Odwiedziłam.
Tak naprawdę nie wiem jak rozpocząć(od czego?) to "opowiadanie" nie chciała bym aby to wyszło chaotyczne i nie zrozumiałe.
Mój m ostatnio wymyślił sobie nowe hobby MYŚLISTWO to bardzo długi proces zanim nim zostanie około roku-półtora ...wpierw trzeba odbyć staż ,zdać egzaminy i otrzymać stosowne pozwolenia na broń myśliwską.....już piszę w czym problem.....niestety jestem PRZECIWNICZKĄ ZABIJANIA ZWIERZĄT dla mnie MYŚLIWY= MORDERCA.Jego decyzja godzi w moje uczucia.Mamy w domu trzy koty,w lipcu tego roku przybłąkał się husky któremu daliśmy u nas dom.Zwierzęta (nie ważne czy to te z lasu czy udomowione maja prawo żyć) Ja rozumiem ,ze muszą być leśnicy, myśliwi którzy dbają o populację i równowagę w lesie ,chociaż ci drudzy nie są przeze mnie dobrze postrzegani....mówiąc jasno jestem ich wielką przeciwniczką (po prostu ich nie lubię)

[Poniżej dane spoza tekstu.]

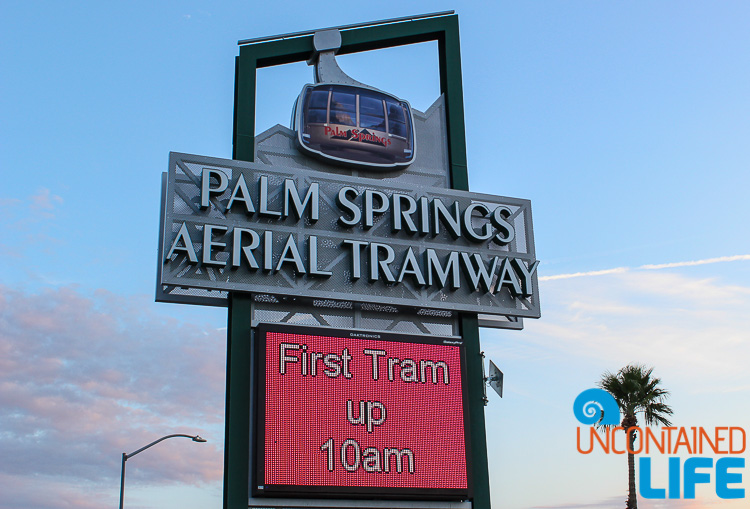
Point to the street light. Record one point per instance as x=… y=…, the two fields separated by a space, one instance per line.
x=125 y=457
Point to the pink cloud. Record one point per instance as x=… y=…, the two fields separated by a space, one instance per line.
x=84 y=378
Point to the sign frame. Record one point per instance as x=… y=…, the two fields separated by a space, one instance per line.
x=366 y=492
x=443 y=29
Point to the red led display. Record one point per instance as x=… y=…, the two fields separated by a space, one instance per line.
x=352 y=413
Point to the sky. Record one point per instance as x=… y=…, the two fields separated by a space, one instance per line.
x=625 y=124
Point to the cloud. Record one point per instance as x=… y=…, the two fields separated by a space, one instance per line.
x=673 y=320
x=84 y=378
x=44 y=202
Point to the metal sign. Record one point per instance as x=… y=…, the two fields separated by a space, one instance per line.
x=361 y=414
x=231 y=225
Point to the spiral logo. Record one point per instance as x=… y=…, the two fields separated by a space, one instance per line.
x=596 y=406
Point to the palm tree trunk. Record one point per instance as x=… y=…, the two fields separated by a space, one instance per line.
x=632 y=494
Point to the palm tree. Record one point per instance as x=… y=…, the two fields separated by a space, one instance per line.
x=636 y=392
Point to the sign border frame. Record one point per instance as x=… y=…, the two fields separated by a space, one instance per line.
x=354 y=492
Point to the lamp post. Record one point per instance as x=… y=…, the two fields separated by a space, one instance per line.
x=125 y=457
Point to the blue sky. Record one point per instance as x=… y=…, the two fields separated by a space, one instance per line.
x=626 y=124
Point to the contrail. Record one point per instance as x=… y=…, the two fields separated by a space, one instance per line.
x=696 y=262
x=647 y=267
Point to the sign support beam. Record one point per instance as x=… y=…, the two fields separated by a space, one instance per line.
x=444 y=30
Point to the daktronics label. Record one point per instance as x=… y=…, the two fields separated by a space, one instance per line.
x=360 y=413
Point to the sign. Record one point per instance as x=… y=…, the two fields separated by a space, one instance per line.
x=236 y=226
x=361 y=414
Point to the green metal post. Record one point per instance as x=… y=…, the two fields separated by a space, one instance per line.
x=444 y=30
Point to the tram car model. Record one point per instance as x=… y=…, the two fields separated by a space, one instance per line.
x=354 y=125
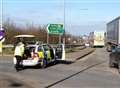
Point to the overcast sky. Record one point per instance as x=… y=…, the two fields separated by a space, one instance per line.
x=81 y=16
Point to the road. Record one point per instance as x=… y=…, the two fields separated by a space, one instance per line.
x=91 y=71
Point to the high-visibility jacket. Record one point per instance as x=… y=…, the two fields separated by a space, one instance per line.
x=40 y=54
x=19 y=50
x=48 y=55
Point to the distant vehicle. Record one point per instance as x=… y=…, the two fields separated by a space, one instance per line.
x=113 y=34
x=97 y=39
x=114 y=60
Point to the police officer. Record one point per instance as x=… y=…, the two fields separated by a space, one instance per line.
x=19 y=51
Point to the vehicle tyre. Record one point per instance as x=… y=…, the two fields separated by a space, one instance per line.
x=111 y=64
x=44 y=63
x=119 y=66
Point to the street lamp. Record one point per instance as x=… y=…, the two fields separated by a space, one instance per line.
x=64 y=22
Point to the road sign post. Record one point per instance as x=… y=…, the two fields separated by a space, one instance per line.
x=55 y=29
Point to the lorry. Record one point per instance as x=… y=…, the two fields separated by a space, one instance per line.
x=113 y=34
x=97 y=39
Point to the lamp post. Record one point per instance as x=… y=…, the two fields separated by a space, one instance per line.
x=64 y=21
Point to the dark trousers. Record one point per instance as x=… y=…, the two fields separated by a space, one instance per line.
x=19 y=59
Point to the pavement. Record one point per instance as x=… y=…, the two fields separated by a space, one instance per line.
x=73 y=56
x=92 y=71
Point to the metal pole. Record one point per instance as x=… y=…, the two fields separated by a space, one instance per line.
x=1 y=13
x=59 y=38
x=47 y=38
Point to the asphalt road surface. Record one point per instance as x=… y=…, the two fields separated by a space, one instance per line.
x=91 y=71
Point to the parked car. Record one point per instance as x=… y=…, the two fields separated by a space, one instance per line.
x=114 y=60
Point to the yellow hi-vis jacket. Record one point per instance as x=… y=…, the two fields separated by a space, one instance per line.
x=40 y=54
x=19 y=50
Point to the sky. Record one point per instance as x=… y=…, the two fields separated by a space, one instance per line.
x=80 y=17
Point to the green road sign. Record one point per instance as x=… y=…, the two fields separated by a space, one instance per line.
x=55 y=28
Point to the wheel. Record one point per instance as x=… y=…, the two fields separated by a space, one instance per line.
x=119 y=66
x=43 y=63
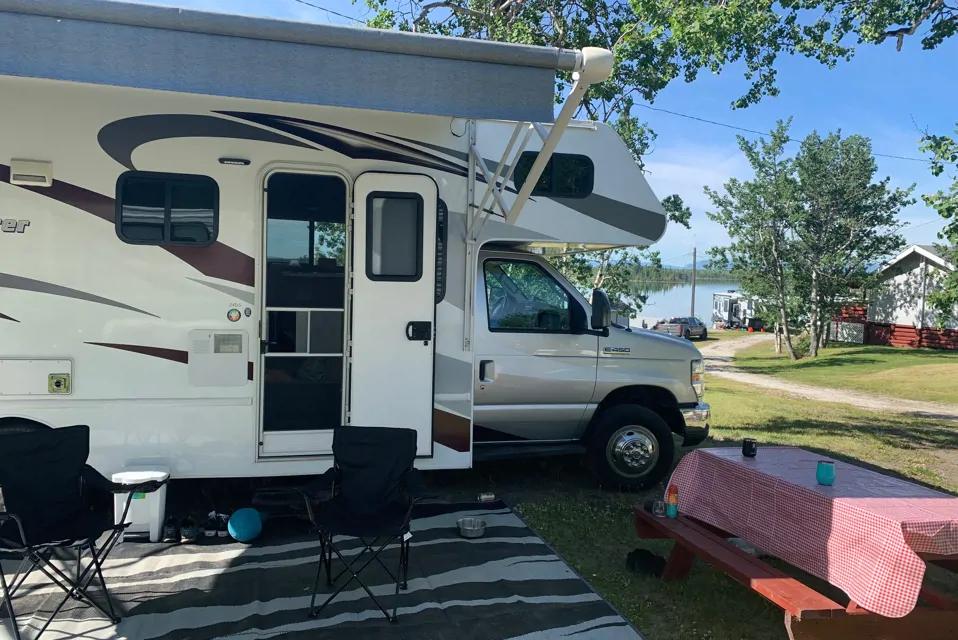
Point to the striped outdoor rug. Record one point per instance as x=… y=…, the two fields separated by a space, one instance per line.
x=508 y=584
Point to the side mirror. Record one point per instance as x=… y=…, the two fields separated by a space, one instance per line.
x=601 y=310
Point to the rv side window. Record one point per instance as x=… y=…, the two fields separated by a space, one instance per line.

Mój m zna moje stanowisko tym bardziej nie rozumiem jego decyzji .
Myśliwy = morderca zwierząt
Zabija dla przyjemności.
Nie dlatego, że jest głodny, albo dlatego, że robi to w obronie
własnej.
Zabija, bo zapisał się do grupy, której wolno(!) to robić !!!